Addressing Prediction Delays in Time Series Forecasting: A Continuous GRU Approach with Derivative Regularization
Sheo Yon Jhin, Seojin Kim, Noseong Park
TL;DR
The paper tackles prediction delay in time-series forecasting by moving beyond MSE-focused training to explicit time-derivative supervision. It introduces CONTIME, a continuous-time bi-directional GRU grounded in Neural ODEs that leverages a time-derivative loss $L_{\Delta t}$ and Hermite spline interpolation to produce timely, accurate forecasts. Across six diverse datasets, CONTIME demonstrates superior performance not only in MSE but also in DTW (shape) and TDI (timing), while mitigating delay in practical scenarios like stock movement and weather predictions. The work provides a practical, well-founded approach to real-time forecasting, with ablation studies and distribution-shift considerations reinforcing the robustness of derivative-based regularization for reducing prediction delays.
Abstract
Time series forecasting has been an essential field in many different application areas, including economic analysis, meteorology, and so forth. The majority of time series forecasting models are trained using the mean squared error (MSE). However, this training based on MSE causes a limitation known as prediction delay.
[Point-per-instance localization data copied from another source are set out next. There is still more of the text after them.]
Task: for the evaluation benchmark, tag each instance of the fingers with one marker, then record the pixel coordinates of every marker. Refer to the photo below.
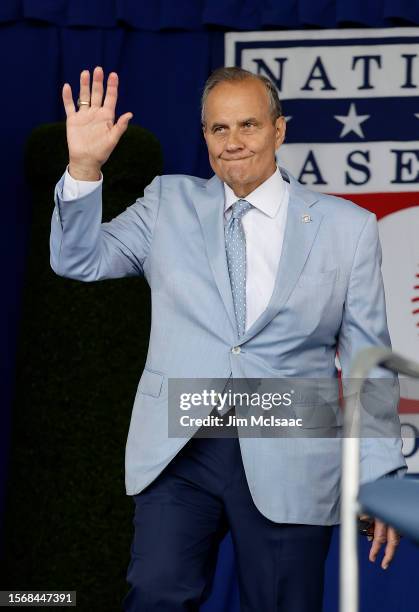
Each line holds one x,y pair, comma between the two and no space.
393,540
380,537
121,125
84,89
383,534
97,87
68,100
111,92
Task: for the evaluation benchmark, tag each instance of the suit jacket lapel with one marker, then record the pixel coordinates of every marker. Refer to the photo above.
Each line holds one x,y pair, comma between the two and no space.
298,240
210,209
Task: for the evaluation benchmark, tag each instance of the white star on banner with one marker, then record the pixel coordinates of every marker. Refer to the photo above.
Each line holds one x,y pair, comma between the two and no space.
352,122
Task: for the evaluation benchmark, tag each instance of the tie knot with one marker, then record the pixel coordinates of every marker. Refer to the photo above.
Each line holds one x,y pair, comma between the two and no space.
240,208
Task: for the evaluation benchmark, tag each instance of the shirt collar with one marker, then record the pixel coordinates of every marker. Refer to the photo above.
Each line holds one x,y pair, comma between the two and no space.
267,197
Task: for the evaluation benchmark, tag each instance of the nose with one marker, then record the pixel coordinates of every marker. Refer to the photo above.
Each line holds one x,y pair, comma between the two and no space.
234,142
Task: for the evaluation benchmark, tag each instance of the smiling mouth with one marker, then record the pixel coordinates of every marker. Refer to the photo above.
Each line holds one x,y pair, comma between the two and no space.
236,158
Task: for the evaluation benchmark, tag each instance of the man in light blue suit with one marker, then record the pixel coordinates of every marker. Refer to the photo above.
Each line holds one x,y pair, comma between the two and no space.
252,275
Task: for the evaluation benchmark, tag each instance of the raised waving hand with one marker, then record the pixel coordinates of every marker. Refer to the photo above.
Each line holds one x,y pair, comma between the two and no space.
92,133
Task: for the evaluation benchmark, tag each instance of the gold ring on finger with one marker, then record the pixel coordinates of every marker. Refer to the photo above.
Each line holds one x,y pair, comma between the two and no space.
82,103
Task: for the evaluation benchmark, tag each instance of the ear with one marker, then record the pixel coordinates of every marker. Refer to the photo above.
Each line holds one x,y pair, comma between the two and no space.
280,129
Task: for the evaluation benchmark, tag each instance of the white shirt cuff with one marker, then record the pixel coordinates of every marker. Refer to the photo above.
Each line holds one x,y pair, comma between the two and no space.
73,189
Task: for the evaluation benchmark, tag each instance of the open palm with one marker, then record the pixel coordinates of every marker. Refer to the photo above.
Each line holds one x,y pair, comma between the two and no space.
92,133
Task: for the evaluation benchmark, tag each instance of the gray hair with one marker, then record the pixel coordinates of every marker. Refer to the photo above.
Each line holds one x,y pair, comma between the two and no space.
235,74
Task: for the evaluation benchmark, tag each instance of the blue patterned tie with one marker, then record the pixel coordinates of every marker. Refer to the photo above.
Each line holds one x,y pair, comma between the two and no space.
235,241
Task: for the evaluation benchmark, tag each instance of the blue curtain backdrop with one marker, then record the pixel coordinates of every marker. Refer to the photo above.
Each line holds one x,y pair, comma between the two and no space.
163,50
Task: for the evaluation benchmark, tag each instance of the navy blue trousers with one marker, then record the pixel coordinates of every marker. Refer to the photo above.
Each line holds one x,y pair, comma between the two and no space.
182,516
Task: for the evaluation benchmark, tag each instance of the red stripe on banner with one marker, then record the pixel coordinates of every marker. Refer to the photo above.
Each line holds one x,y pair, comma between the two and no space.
383,204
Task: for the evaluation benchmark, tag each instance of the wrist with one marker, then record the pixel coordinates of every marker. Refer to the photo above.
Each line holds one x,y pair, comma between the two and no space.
83,172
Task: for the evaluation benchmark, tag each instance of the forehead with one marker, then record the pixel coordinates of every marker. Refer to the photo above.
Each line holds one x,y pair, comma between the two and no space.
231,99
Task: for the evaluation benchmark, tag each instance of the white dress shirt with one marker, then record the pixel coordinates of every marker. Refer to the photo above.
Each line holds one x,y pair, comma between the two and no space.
264,227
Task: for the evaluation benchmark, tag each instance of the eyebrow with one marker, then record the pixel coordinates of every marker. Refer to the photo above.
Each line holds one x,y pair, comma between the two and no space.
242,122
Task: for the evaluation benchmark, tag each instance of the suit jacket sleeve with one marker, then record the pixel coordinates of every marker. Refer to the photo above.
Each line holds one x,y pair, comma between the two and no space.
84,248
364,324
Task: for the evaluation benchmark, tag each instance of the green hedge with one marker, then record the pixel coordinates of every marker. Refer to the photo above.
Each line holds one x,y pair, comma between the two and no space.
81,351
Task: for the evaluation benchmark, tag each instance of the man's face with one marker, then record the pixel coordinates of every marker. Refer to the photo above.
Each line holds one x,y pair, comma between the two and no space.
240,135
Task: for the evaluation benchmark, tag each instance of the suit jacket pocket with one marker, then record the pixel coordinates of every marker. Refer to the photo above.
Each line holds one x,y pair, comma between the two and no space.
150,382
318,278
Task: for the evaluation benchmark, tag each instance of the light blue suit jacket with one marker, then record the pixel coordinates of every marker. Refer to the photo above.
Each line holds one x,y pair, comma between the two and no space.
328,294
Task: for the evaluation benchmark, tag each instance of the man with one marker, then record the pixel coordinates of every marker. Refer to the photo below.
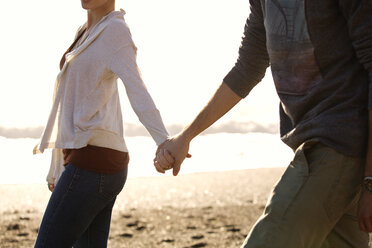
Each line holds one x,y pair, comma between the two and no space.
320,53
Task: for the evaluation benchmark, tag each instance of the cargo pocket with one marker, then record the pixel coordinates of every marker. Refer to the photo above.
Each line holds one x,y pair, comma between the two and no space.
289,186
344,188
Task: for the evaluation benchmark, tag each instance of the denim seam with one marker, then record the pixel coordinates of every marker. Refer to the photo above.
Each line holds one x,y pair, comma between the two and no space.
58,207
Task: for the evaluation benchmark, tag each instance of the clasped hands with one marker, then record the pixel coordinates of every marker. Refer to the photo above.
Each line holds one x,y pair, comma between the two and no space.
171,153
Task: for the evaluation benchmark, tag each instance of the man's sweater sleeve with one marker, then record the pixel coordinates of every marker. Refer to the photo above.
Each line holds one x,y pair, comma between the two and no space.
358,14
253,58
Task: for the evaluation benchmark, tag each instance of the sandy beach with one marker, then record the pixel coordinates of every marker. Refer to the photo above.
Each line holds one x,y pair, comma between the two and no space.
197,210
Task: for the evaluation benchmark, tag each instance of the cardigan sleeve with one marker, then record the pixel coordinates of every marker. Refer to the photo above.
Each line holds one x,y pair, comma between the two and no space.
123,64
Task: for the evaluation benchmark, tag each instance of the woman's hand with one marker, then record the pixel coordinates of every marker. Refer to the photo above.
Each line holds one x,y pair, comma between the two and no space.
171,154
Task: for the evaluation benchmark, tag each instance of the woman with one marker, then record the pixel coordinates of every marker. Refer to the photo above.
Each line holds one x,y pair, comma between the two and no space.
85,124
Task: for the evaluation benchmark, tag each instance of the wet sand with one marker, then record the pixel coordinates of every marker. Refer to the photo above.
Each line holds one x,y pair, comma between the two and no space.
196,210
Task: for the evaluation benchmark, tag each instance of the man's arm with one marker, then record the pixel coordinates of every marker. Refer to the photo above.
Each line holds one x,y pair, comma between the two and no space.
249,70
359,21
222,101
365,203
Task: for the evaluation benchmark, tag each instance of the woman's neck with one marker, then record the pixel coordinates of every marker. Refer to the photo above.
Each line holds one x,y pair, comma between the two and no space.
95,15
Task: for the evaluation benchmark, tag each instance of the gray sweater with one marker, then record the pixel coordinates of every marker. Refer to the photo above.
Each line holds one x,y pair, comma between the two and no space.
320,53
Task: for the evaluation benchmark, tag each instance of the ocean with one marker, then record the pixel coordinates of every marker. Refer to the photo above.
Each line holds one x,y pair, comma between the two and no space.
220,151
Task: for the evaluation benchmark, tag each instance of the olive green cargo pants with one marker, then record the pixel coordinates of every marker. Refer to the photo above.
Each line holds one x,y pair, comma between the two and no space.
314,204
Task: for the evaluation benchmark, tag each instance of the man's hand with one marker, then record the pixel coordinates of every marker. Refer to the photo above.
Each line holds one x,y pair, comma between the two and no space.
365,212
171,154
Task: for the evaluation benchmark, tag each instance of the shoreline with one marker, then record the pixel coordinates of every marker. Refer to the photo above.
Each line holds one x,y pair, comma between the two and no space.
207,209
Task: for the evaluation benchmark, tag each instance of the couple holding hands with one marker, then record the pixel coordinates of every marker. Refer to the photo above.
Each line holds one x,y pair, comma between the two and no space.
323,199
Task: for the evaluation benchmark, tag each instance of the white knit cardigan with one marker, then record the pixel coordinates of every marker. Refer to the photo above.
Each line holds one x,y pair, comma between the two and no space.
86,108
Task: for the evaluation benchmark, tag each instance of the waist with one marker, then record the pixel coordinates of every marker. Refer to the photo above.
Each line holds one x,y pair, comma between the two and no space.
97,159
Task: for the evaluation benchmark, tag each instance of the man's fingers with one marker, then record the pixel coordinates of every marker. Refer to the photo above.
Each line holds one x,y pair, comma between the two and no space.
158,168
176,168
162,160
168,157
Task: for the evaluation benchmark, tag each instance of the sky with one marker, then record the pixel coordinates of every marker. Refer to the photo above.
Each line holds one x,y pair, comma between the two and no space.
185,48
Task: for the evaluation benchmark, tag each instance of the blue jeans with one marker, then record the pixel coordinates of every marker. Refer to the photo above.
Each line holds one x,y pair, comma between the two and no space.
79,210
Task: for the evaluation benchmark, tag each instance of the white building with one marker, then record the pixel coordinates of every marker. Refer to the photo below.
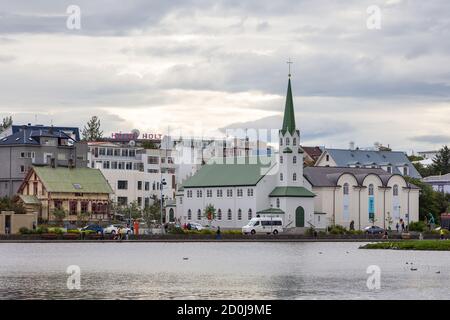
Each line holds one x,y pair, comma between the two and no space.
278,186
134,173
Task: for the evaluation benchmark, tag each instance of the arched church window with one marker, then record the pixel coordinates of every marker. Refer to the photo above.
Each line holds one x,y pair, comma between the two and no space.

The prediction delay, which implies the ground-truth precedes the prediction, can cause serious problems in a variety of fields, e.g., finance and weather forecasting -- as a matter of fact, predictions succeeding ground-truth observations are not practically meaningful although their MSEs can be low. This paper proposes a new perspective on traditional time series forecasting tasks and introduces a new solution to mitigate the prediction delay. We introduce a continuous-time gated recurrent unit (GRU) based on the neural ordinary differential equation (NODE) which can supervise explicit time-derivatives. We generalize the GRU architecture in a continuous-time manner and minimize the prediction delay through our time-derivative regularization. Our method outperforms in metrics such as MSE, Dynamic Time Warping (DTW) and Time Distortion Index (TDI). In addition, we demonstrate the low prediction delay of our method in a variety of datasets.